Why o why are isp's and hosters so ignorant in dealing with such issues
and act like they do not care?

they don't act like they do not care. they really *don't* care. no
acting.

1) you're not a direct customer, why should they do anything? by doing
nothing it cost them nothing.
2) why should they do anything to shut down paying customers? shutting
down abusive customers is shutting off revenue sources.
3) lifting a finger is too much like work. it costs the money and
gains them nothing.

the only way to correct this behavior is to make it more expensive for
providers to retain abusive customers than it is to keep them.

Is it time for another "notion of self-defense" in responding
to/retaliating against a DDoS attack of sufficient strength to hold down
a large network, or resource?

Because there just aren't enough internet vigilantes already...
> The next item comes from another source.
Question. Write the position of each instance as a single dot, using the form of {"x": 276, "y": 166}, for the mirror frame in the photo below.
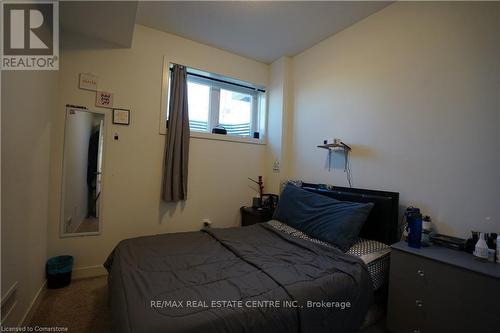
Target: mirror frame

Because network operators rarely get together and turn off routing to
abusive hosting. On the few occasions that has happened, it took years
of consensus building.

So, part of the problem is *your* upstream. Why didn't your upstream
actively remove the entire abusive netblock? Why didn't your upstream
contact other providers with your evidence, and together remove the
abusive network from the global routing tables?

As we get more experience with global "cyberwar", we're going to need
faster response mechanisms.

What will we do as some major government coordinates an attack on another?

What will we do as some major North American government coordinates an
attack on another region or facility?

Well now, I'd say this varies considerably. There are definitely ISPs
that care and*do* work hard at reducing abuse. But even so - assuming
I'm an ISP that cares,

- You're presenting me with evidence of abuse. OK, I don't know you.
Why should I believe your evidence? At best I'm going to take it as a
*hint*.
- If I take your evidence as a hint, I'm going to want to correlate it
with my own logs. This takes time.

This also applies in reverse when your asking to get out of a DNSbl. FWIW, when you deal with me on getting out of the AHBL, how well you handle my abuse report affects how well I handle your request to be delisted.

effort in == effort out

- I probably have customer contracts in place that specify under what
circumstances I can actually take the customer off net. My tolerance
of abuse may not be the same as your. Also, "due process" means that
these things take time.

You aren't by chance related to Andrew Stevens? He's been going on recently about "due process" (quotes and all) to the point where certain newsgroups are flooded with socks.

If not, then you have my apology

The problem does seem to persist. 10 years later and DDoS, it's
mitigation, and asleep at the switch abuse departments are still a problem.

In the case of a DoS, a call to the legal dept of the ISP might do the trick. One successful lawsuit against a provider for knowingly allowing their customers to DoS/DDoS would certainly change alot of attitudes about the value of an abuse desk.

* Jeff Wheeler:

Exactly.

Make this a question of economics and the problem will solve itself.

It has to become more expensive to ignore abuse than it is to deal with it.

Until that changes, the abuse will continue.

This is why my post highlights the underlying mechanism/system. It
can and should be used to streamline DDoS mitigation. It is
unfortunately not in practical use, since the cost of ignoring DoS
originating from one's network is generally low or zero.

My hoster did mail, his upstream is EGI, however, EGI does not want to
block/filter since it would pollute their routers they say.
I asked through my hoster if they would be willing to place a simple UDP
filter, blocking all of it. They refuse.

again make it a question of economics.

vote with your wallet, vote with your feet.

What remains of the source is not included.